To pick at one point: AI is often seeded with noise because that helps make the output less consistent. This is desired behavior behavior because too much consistency is not useful to us. I am not willing to presume what other current properties of computers might be modified in order to improve their implementations of AI.
I wasn’t talking about wiggles on a graph, but I can see how you might be confused by my phrasing.
Ok, let me adjust my initial statement by one word.
Wiggles on a graph represent frequency and amplitude. The wiggles on a graph, or grooves on a record, or the data your computer uses to both draw wiggles on a graph and play music through the speakers, are the information about frequency and amplitude, and they are used to generate the frequency and amplitude through a speaker; but Penny Lane is the actual sound waves, not the information about them (which is merely used to perfectly reproduce Penny Lane at whim, no big deal).
Could you? Maybe if you used a very large canvas with very large starting conditions and defined how many ticks to go for and what subsection of the finished enormous canvas to look at. By that point, you are almost certainly looking at a much larger file than a JPG.
That said, that’s a good example of the difference between a deterministic encoding method, like image compression that would be used to store pictures, and what AI is doing. Because you will never be able to prompt an AI to give you the Jaws poster and get back an exact reproduction.
The AI may have seen so many reproductions and parodies of the Jaws poster that it has a pretty solid idea of what you want; but it will never perfectly reproduce the original, because it cannot, because the original doesn’t exist anywhere in its memory.
But it can. As demonstrated by that image above. Given the right prompts it will give you back a close to exact rendition of Penny Lane, just like that image contains pictures of Jaws, 3CPO and R2D2.
That is only possible if those images are encoded in the AI model. That’s just a fact, that’s how information works. There are not magical AI fairies
I want to perform Penny Lane legally on the radio so I dutifully send a check to the Michael Jackson estate for the rights to do so and some lawyer comes back to me and is like, “not so fast, the rights to the Beatles catalogue was sold to Sony in 2016”. I peer inside the “frequency and amplitude”, of the song, nowhere in there do I find the word Sony.
Something that was legal for me to do in 2015 is now, via the same set of actions, illegal for me to do in 2017 despite every single iota of the frequency and amplitude remaining the same between those two years. That’s only the most trivial example.

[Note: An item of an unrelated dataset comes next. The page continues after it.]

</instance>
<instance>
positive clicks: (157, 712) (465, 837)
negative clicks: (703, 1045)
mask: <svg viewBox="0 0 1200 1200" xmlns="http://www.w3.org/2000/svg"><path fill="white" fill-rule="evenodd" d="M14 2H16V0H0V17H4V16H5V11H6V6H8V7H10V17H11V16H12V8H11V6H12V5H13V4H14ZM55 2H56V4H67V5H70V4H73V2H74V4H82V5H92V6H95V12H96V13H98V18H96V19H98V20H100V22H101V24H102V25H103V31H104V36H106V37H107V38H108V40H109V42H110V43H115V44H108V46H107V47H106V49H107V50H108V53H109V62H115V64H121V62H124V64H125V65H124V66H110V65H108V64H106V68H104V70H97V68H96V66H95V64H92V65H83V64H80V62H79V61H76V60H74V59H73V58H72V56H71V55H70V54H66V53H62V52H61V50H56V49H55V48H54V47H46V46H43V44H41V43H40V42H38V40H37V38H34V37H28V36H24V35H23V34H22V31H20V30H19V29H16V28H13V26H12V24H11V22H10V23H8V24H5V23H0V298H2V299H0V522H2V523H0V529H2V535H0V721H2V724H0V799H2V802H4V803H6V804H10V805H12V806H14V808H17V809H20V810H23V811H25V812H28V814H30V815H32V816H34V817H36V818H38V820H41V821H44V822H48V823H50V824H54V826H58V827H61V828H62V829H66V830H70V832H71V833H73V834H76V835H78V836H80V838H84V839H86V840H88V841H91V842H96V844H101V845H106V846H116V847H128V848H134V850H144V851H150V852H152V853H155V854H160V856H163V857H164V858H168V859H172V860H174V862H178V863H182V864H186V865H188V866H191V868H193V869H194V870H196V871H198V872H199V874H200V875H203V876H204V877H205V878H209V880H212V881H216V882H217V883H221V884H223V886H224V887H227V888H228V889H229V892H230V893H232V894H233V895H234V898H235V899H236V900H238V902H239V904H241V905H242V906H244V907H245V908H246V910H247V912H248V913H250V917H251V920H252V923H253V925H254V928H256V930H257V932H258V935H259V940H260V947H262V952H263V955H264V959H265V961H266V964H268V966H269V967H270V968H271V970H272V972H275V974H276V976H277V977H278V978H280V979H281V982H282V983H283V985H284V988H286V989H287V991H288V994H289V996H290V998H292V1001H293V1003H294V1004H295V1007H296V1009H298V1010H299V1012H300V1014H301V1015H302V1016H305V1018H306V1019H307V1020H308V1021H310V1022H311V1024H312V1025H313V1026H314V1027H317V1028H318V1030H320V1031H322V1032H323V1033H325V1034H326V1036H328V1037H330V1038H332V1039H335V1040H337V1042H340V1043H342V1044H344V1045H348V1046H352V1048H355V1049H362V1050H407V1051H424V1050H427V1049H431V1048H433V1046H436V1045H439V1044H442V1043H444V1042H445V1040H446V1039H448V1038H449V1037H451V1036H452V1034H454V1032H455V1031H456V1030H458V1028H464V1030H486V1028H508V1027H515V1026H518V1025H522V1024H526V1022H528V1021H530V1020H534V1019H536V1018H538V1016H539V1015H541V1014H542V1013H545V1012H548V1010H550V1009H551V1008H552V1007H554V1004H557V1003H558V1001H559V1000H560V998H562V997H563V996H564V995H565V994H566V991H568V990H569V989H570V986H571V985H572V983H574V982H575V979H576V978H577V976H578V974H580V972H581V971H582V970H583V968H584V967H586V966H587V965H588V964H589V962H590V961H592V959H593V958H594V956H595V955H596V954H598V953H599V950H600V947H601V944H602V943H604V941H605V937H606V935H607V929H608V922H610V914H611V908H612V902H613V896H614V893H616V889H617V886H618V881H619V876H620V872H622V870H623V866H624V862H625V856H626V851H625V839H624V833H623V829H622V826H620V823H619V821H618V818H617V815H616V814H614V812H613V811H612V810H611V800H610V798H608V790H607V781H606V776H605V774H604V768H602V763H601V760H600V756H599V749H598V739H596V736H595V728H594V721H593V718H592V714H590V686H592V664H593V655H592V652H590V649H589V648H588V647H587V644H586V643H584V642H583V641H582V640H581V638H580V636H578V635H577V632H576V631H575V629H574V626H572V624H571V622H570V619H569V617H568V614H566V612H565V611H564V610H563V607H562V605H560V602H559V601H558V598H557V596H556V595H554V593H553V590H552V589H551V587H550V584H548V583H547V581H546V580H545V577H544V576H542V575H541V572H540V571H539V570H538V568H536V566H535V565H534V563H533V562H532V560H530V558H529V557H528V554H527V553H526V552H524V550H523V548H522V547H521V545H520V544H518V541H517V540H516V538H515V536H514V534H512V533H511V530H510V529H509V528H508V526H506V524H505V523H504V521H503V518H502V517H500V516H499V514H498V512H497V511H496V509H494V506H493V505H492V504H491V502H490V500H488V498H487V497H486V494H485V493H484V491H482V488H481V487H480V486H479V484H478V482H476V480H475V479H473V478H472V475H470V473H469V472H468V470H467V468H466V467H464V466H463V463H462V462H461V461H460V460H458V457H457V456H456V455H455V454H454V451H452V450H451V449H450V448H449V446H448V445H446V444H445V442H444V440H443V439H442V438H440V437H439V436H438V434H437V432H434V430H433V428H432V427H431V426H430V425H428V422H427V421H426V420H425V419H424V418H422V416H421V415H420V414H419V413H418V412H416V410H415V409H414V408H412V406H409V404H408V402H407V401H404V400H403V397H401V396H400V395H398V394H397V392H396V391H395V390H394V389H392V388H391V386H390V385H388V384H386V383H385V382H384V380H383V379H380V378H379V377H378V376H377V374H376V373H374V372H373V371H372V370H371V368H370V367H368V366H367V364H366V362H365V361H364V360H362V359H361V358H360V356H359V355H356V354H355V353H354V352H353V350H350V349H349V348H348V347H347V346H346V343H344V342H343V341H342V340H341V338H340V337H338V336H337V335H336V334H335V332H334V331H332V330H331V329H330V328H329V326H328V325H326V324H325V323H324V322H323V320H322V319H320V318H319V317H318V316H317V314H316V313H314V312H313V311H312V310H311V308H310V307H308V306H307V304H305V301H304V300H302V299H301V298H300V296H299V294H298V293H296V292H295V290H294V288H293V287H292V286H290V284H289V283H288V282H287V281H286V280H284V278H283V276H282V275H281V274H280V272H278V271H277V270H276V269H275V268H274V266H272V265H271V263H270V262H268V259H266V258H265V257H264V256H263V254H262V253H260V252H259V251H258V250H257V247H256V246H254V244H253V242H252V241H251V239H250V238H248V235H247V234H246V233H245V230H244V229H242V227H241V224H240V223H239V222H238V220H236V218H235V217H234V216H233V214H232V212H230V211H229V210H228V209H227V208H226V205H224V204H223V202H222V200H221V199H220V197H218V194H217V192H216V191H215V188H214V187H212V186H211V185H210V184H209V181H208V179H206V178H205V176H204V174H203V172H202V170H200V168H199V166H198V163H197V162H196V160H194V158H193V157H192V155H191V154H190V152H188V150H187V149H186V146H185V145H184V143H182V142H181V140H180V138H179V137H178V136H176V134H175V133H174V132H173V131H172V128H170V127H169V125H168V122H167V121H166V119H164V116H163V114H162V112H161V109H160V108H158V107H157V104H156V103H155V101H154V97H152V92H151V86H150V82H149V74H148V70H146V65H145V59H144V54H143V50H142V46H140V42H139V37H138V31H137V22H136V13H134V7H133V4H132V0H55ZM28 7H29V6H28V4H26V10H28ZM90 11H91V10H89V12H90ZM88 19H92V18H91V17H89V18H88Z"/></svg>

Think for even a second more, which frequency and amplitude is Penny Lane? The studio album? The live performance in London? The live performance in New York? If I sing Penny Lane at my local pub, not a single frequency or amplitude is shared between that and your hypothetical example. There are thousands of different frequency and amplitudes that are indisputably Penny Lane and a countable infinite number that are indisputably not and a few million that are in some grey area in between. Can you derive a mathematical equation to seperate out these things?
And that’s not even mentioning the larger point that what penny lane is is the history behind it and the real world impact it had and the artistic intention etc etc etc. which I’ll even grant you as something we have a disagreement on.
I’m simply commenting on the fact that your proposed model of the world does not hold up to even a minute’s scrutiny and if you can’t see that, then we’re at very different places in the conversation.
Yes you could. That is proven. Conway’s Game of life is Turing complete so anything a regular computer can do Conway’s Game of life can do.
Setting up a set of initial conditions to recreate the Jaws poster is no different conceptually to writing a computer program to spit out a JPG of the Jaws poster.